By now, you probably know that Edge of Tomorrow is a sort of sci-fi Groundhog Day. It’s the present, or the future, or something—early BBC footage in the film shows Hillary Clinton conferring importantly with dudes, so let’s assume she won the 2016 presidential election—and mankind’s been battling terrifying alien creatures called Mimics for five years. The decimation of Europe has forced the world’s nations and band together for survival. Cruise and Blunt co-star as a wimpy military publicist with a major’s rank and a Lora Croft-cum-Bubblegum Crash icon, respectively.
Cruise’s Maj. William Cage is thrust into a climactic battle with a bunch of fuck-up grunts and, as roundly predicted by everyone, dies pretty much immediately. Trouble is, he wakes up again, with a start, at the beginning of the same day, to the unflappable malarkey of Master Sergeant Farrell—Bill Paxton, having more fun than anyone should be allowed to in a movie about demonic aliens, a la Brad Pitt in Inglorious Basterds—only to be strapped into an armored exoskeleton (again), loaded onto a deploying plane (again), and hurled into the maw of a battle against aliens that register as a cross between massive, land-based squids, the T-2000, and the Sentinels from X-Men: Days of Future Past. As with any video game worth its salt, Cage dies and dies and dies his way, ever closer to figuring out how to vanquish these interplanetary foes and how to save the world with the help of Blunt’s steely Sergeant Rita Vrataski, who’d previously lived through the same temporary grind Cage now finds himself mired in, and mired in, and mired in.

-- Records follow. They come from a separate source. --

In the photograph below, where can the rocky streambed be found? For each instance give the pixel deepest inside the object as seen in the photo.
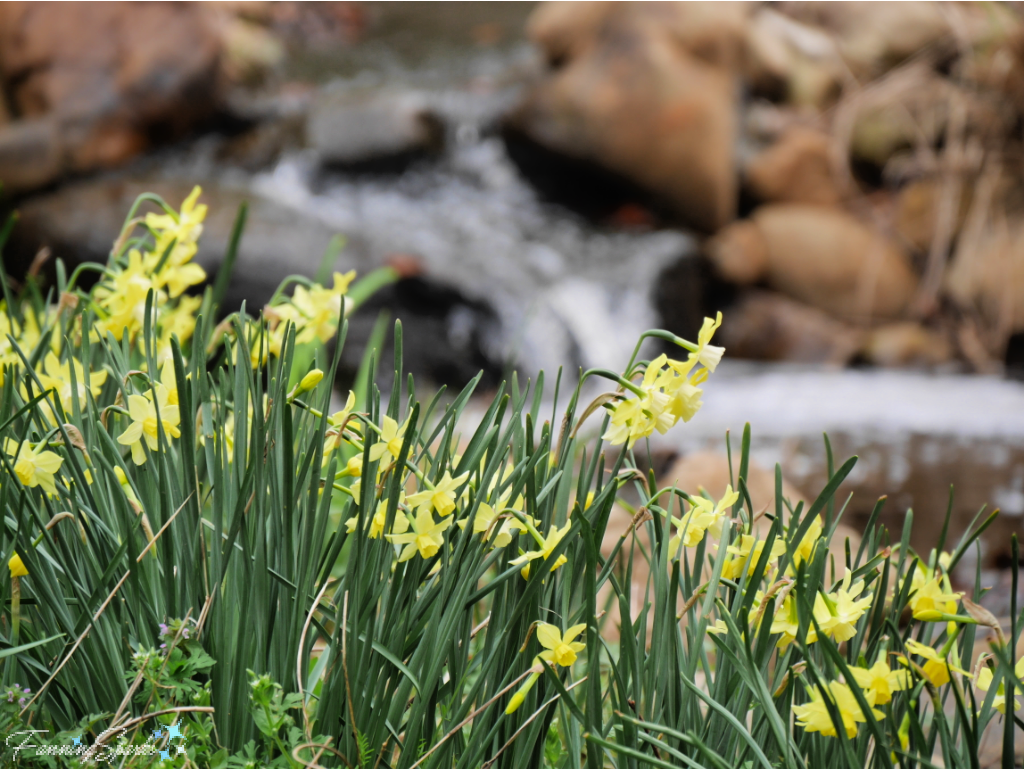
(544, 206)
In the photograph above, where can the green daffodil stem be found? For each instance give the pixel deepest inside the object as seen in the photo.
(613, 377)
(520, 695)
(15, 608)
(303, 404)
(528, 524)
(659, 334)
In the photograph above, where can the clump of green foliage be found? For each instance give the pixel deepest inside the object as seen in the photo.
(211, 565)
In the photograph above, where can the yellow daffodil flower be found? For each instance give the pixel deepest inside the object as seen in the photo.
(936, 669)
(786, 621)
(485, 517)
(984, 682)
(56, 376)
(334, 438)
(391, 438)
(441, 497)
(882, 681)
(144, 415)
(16, 566)
(704, 515)
(124, 298)
(708, 354)
(377, 522)
(554, 537)
(845, 610)
(33, 465)
(425, 538)
(814, 716)
(316, 310)
(719, 628)
(732, 568)
(930, 602)
(559, 649)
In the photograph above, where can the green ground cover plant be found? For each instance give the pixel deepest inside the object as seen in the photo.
(212, 565)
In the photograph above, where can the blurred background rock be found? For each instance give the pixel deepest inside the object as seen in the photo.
(843, 180)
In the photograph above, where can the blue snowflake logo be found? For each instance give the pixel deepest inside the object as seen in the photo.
(170, 733)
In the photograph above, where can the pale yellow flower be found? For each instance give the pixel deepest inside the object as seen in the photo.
(145, 415)
(425, 538)
(984, 682)
(708, 354)
(559, 649)
(882, 681)
(33, 465)
(555, 536)
(936, 669)
(441, 497)
(732, 568)
(846, 610)
(56, 376)
(391, 438)
(16, 566)
(705, 515)
(814, 716)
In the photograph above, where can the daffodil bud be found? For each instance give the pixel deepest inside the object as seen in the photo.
(309, 381)
(16, 566)
(354, 466)
(520, 695)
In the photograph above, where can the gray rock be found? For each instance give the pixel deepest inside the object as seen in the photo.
(353, 127)
(30, 154)
(81, 221)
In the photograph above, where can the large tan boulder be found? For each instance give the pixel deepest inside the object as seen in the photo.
(651, 96)
(907, 344)
(918, 209)
(871, 36)
(766, 326)
(563, 29)
(715, 33)
(110, 76)
(987, 274)
(796, 169)
(793, 61)
(915, 108)
(822, 257)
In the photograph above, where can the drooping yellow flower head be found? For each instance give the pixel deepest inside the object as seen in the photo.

Countless reviewers have drawn a connection between Edge and video games, noting that Cage’s continuing uptick in confidence and experience mirrors that of a Legend of Zelda or Sonic the Hedgehog player over time. I’m certainly in agreement, but relished what might be a sort of creeping, anti-YOLO nonchalance about death and dying, as Cage—while dedicated to the cause of exterminating the mimic race—grows accustomed to and comfortable within the surrealism of his circumstance. There’s dark humor in the idea that Cage eventually knows everything that’s going to happen that day, every word that will be said, every stray happenstance, and it’s fun to amuse yourself with the idea that maybe once or twice or 20 times while en route to the finale I won’t spoil for you, Cage blew off the war for a less perilous corner of Europe to indulge in coke and hookers or treat himself to a latte or a colonic because, well, why not? One might also connect this theme to the lack of variability of most day-to-day life, where while events may differ, the reactions of the people we see and work with every day are predictable, expected, pat.
Edge of Tomorrow isn’t going to any win awards for acting, direction, art direction, or originality; most aspects of this movie felt ripped off from movies I’ve seen and trailers for movies I didn’t. Cruise has made better movies this century—the Mission: Impossible sequels, Tropic Thunder, plus Jack Reacher—yet everything felt fresh, light on its feet, and self-aware in the best possible way without verging into self-parody or mania. The only way this thing could be ruined: if they succumbed to a sequel.